Tuesday, August 08, 2017

Thought for the Day

As delivered at BBC Radio Bristol this morning after a brief plug for the Trendlewood Community Festival on August 26th:

I've heard fantastic singing in churches. Singing that would raise the roof. Surprisingly it is often best at funerals of church members. But not always.

A few years ago I was leading a funeral service. The atmosphere was low; the singing disappointing. The first hymn was The Lord's My Shepherd, a version of Psalm 23, to the well-known tune of Crimond.

We reached the end and I felt I had been singing largely solo throughout. The organist continued. No, I thought, he thinks there's another verse. Then I became aware that some people were singing, albeit quietly. The last verse. The verse I'd finished.

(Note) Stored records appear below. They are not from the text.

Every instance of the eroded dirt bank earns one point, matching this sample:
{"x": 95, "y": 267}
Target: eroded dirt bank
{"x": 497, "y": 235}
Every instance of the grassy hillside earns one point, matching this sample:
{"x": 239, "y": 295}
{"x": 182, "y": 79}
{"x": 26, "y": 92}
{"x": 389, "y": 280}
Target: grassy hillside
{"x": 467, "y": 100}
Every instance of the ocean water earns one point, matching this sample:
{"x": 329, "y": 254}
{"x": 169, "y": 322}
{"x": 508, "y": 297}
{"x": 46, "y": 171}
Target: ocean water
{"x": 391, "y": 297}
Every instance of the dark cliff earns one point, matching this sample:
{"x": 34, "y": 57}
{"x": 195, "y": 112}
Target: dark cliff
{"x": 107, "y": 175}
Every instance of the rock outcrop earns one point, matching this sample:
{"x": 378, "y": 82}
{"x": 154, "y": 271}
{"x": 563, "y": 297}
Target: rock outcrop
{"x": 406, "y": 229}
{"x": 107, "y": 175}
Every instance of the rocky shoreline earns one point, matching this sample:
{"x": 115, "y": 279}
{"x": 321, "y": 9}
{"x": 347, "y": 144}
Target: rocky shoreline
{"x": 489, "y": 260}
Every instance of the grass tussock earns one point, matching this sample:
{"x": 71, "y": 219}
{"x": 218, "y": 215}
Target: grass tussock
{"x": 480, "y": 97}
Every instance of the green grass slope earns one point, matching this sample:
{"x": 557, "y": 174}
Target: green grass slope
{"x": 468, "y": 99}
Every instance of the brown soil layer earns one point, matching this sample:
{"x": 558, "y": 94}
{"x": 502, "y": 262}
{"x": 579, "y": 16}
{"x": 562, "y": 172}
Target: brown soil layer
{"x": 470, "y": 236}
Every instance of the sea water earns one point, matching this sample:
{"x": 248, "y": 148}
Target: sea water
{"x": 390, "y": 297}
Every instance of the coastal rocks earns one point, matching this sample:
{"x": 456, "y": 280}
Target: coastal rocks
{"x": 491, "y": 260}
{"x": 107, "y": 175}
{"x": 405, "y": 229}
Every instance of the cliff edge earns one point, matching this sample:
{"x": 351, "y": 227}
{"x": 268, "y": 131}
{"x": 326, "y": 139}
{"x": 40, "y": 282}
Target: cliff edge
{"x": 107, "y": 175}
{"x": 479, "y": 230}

I got one of those adrenalin rushes you get when you know you've made a mistake. How many verses did I sing wrong? One? Two? All of them?

When you make a blunder the only thing to do, once you've established that somebody noticed, is to eat humble pie. I messed up. I fessed up.

It's 50 years since Bristol was rocked by the sound of the sonic boom as supersonic jet engines, which later powered Concorde, were tested over the city. The 'boom' damaged buildings.

The MOD even, I am told, paid compensation to a church whose roof cracked.

Churches have been part of the landscape of our city for many years. Many of them predate the bicycle, let alone sonic booms in the sky. They represent a time when the most up anybody could achieve was to climb the steeple.

Cracked roofs or dodgy singing vicars, churches represent an abiding hope in a God who was the shepherd of shepherds when King David wrote his psalm. And they remind us, if we heed it, to give glory to the God of sheep and technology; of buildings, planes and people.